In 1680, the power of the Spanish viceroyalty of New Spain was shaky. The Pueblo Revolt had just kicked the Spaniards out of New Mexico while the viceroy, Payo Enríquez de Rivera y Manrique, resigned from his post and a transition to Tomás de la Cerda y Aragón was under way. Some, including Father Eusebio Kino, took the Great Comet blazing across the night sky as an omen from God, prompting him to chart its movement from his time in Cádiz through his time in Mexico City.

Father Kino’s Exposición astronómica (1681) is an early offering of an illustrated scientific treatise in the Americas and is tied to the first comet to be discovered using a telescope. Yet a greater knowledge of the stars is present here. Take, for instance, Kino’s placement of La Virgen de Guadalupe on the drawing so that it aligns with the sign of Virgo, thereby revealing Kino’s understanding of the constellations. Kino’s interpretation of the comet in times of uncertainty was not unique, even to Mexico. We know from Indigenous accounts in the first half of the 1500s that astronomical signs preceded the arrival of the Europeans.
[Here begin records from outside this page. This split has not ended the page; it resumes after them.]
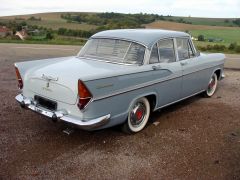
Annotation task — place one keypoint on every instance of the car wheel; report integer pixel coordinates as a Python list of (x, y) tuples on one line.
[(137, 117), (212, 86)]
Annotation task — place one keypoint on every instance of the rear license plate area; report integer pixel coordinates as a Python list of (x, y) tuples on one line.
[(46, 103)]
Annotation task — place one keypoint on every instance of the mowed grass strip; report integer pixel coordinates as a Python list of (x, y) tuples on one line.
[(183, 27), (49, 20), (227, 35)]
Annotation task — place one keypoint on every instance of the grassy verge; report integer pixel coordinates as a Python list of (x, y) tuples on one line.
[(57, 41)]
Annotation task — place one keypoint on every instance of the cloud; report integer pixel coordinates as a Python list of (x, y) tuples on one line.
[(203, 8)]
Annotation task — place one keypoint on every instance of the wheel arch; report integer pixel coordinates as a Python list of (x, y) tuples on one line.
[(151, 97), (218, 72)]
Knowledge manifests in different ways. While some look to the stars for messages from their deities, others, such as Carlos Sigüenza y Góngora in his response to Kino, Manifiesto philosóphico contra los cometas despojados del imperio que tenían sobre los tímidos (1681) and Libra astrómica y philisóphica (1690), pointed toward the comet as a naturally occurring phenomenon of nature. The debate, which also includes Sor Juana Inés de la Cruz’s “Aunque es clara del cielo la luz pura” (1690), is an example of the seventeenth-century discussion of science and religion. Alicia Gaspar de Alba outlines this debate in an early draft of Sor Juana’s Second Dream (1999), titled “The Tenth Muse.”

Fascination with the role of religion in the cosmos continued in Brazilian cordel literature as well, such as the apocalyptic interpretation of Halley’s comet as God’s punishment for humankind’s corruption in Geraldo Moreira de Lacerda’s O Cometa de Halley (1985) or José Severino Cristóvão’s A Natureza e Seus Feitos.

Betye Saar’s Mystic Sky with Self-Portrait (1992) centers the importance of tarot readings that incorporate constellations, planets, and stars into the divination process. Saar’s self-portrait also includes references to palm-reading and alchemy as important elements to her identity as she searchers for a deeper understanding of self within the universe.

We close out this section with “Sobre cubierta con Martí” (undated), Ernesto Cardenal’s own ponderings about the universe, the infinite space that surrounds us, and whether we are alone in it.